Using the all the w32time performance counters, collect data for at least a week. This will insure you have enough of a reference to account for various in the network over time and enough of a run to provide confidence that your time accuracy is stable.
NTP Server Redundancy
For manual NTP Server configuration used with non-domain joined machines or the PDC, having more than one server is a good redundancy measure in case of availability. It might also give better accuracy, assuming the all the sources are accurate and stable. However, if the topology is not well designed, or the time sources are not stable, the resulting accuracy could be worse so caution is advised. The limit of supported time servers w32time can manually reference is 10.

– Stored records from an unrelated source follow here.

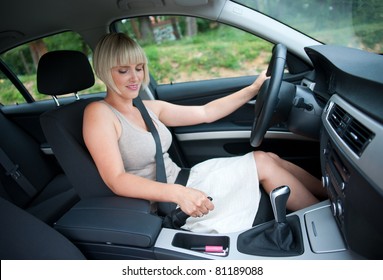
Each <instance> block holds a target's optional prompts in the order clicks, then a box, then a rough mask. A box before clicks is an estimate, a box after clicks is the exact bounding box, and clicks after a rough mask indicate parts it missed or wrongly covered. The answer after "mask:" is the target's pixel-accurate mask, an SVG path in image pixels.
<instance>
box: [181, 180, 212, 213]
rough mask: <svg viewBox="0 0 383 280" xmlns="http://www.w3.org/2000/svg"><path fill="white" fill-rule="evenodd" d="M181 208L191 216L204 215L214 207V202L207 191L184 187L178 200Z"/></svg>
mask: <svg viewBox="0 0 383 280" xmlns="http://www.w3.org/2000/svg"><path fill="white" fill-rule="evenodd" d="M177 203H178V205H179V206H180V208H181V210H182V211H183V212H185V213H186V214H187V215H190V216H191V217H202V216H203V215H207V214H208V213H209V212H210V211H212V210H213V209H214V204H213V203H212V202H211V200H210V199H209V197H208V195H206V194H205V193H203V192H201V191H199V190H196V189H193V188H189V187H183V188H182V189H181V193H180V196H179V201H178V202H177Z"/></svg>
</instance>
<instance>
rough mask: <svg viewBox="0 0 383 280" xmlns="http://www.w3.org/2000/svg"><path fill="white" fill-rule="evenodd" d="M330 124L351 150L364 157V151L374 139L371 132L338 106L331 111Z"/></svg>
mask: <svg viewBox="0 0 383 280" xmlns="http://www.w3.org/2000/svg"><path fill="white" fill-rule="evenodd" d="M328 122H329V123H330V125H331V126H332V127H333V129H334V130H335V132H336V133H337V134H338V135H339V137H340V138H342V139H343V140H344V141H345V143H346V144H347V145H348V146H349V148H350V149H351V150H352V151H353V152H354V153H356V154H357V155H358V156H361V155H362V153H363V151H364V149H365V148H366V147H367V145H368V144H369V143H370V142H371V140H372V138H373V137H374V134H373V133H372V132H371V130H369V129H368V128H367V127H365V126H364V125H363V124H361V123H360V122H359V121H357V120H356V119H354V118H353V117H352V116H351V115H349V114H348V113H347V112H346V111H345V110H344V109H343V108H341V107H339V106H338V105H336V104H335V105H334V106H333V108H332V109H331V112H330V114H329V117H328Z"/></svg>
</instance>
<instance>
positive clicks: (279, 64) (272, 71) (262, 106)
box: [250, 44, 287, 147]
mask: <svg viewBox="0 0 383 280" xmlns="http://www.w3.org/2000/svg"><path fill="white" fill-rule="evenodd" d="M286 53H287V49H286V47H285V46H284V45H282V44H277V45H275V47H274V49H273V55H272V57H271V60H270V64H269V67H268V69H267V75H268V76H271V77H270V79H268V80H266V81H265V82H264V84H263V85H262V87H261V89H260V91H259V94H258V96H257V102H256V103H255V108H254V112H255V116H254V122H253V126H252V130H251V136H250V144H251V145H252V146H253V147H258V146H260V145H261V143H262V140H263V137H264V135H265V134H266V132H267V130H268V129H269V127H270V121H271V118H272V115H273V112H274V111H275V108H276V107H277V104H278V95H279V90H280V88H281V84H282V79H283V72H284V69H285V63H286Z"/></svg>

The earth’s rotation period varies over time, caused by climatic and geological events. Typically, the variation is about a second every couple of years. Whenever the variation from atomic time grows to large, a correction of one second (up or down) is inserted, called a leap second. This is done in such a way that the difference never exceeds 0.9 seconds. This correction is determined and decided on years before it actually is needed. Before Windows Server 2016, the Microsoft Time Service was not aware of leap seconds, but relied on the external time service to take care of this. With the increased time accuracy of Windows Server 2016, Microsoft is working on a more suitable solution for the leap second problem.
Secure Time Seeding
W32time in Server 2016 includes the Secure Time Seeding feature. This feature determines the approximate current time from outgoing SSL connections. This time value is used to monitor the local system clock and correct any gross errors. You can read more about the feature in this blog post. In deployments with a reliable time source(s) and well monitored machines that include monitoring for time offsets, you may choose to not use the Secure Time Seeding feature and rely on your existing infrastructure instead.
You can disable the feature with these steps:
Set the UtilizeSSLTimeData registry configuration value to 0 on a specific machine:
reg add HKEY_LOCAL_MACHINE\SYSTEM\CurrentControlSet\Services\w32time\Config /v UtilizeSslTimeData /t REG_DWORD /d 0 /f
If you are unable to reboot the machine immediately due to some reason, you can notify W32time service about the configuration update. This stops time monitoring and enforcement based on time data collected from SSL connections.
W32tm.exe /config /update
Rebooting the machine makes the setting effective immediately and also causes it to stop collecting any time data from SSL connections. The latter part has a very small overhead and should not be a perf concern.
To apply this setting in an entire domain, please set the UtilizeSSLTimeData value in W32time group policy setting to 0 and publish the setting. When the setting is picked up by a Group Policy Client, W32time service is notified and it will stop time monitoring and enforcement using SSL time data. The SSL time data collection will stop when each machine reboots. If your domain has portable slim laptops/tablets and other devices, you may want to exclude such machines from this policy change. These devices will eventually face battery drain and need the Secure Time Seeding feature to bootstrap their time.